Apple’s still acting like Apple
Counterpoint Research says Apple posted record iPhone revenue in the March quarter, helped by strong demand for the iPhone 17 series and a supply chain that didn’t fold when component costs started creeping up. That matters because pricing power is the cheat code of mega-cap tech: if everyone else has to raise prices and you don’t, you get to look both rich and annoyingly disciplined.
The ecosystem machine keeps humming
The note also says Apple did better than the broader PC market, with Macs helping widen the moat and products like iPad, Watch, and AirPods keeping the ecosystem sticky. In plain English: once Apple gets you into the club, it keeps finding new ways to sell you more stuff, from laptops to wrist jewelry to earbuds you swear you didn’t need.
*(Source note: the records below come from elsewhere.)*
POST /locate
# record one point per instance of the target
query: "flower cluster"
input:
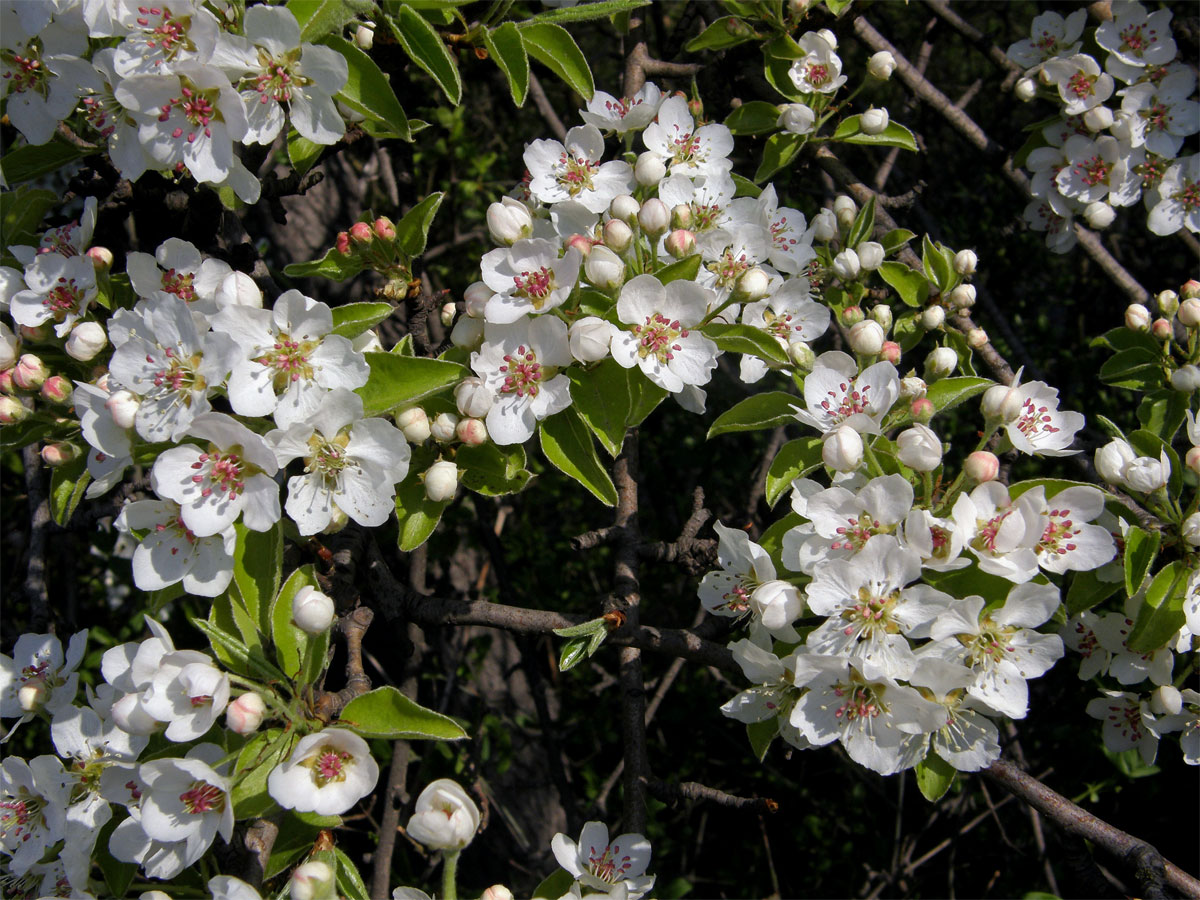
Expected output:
(1095, 156)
Services: the boring business that won’t stop growing
Services hit an all-time high, which is the part investors love because it’s recurring, high-margin, and way less dramatic than hardware launch hype. Counterpoint also pointed to Apple’s growing installed base of AI-ready devices, which could keep the services engine chugging as more users upgrade into the next wave of Apple gear.
Big picture
This isn’t just a “nice quarter” story — it’s a reminder that Apple still has the two things Wall Street worships most: scale and stubbornness. The company is holding share, defending prices, and turning its ecosystem into a multi-year growth machine, which is why the stock can keep acting like the market’s favorite heavyweight champ.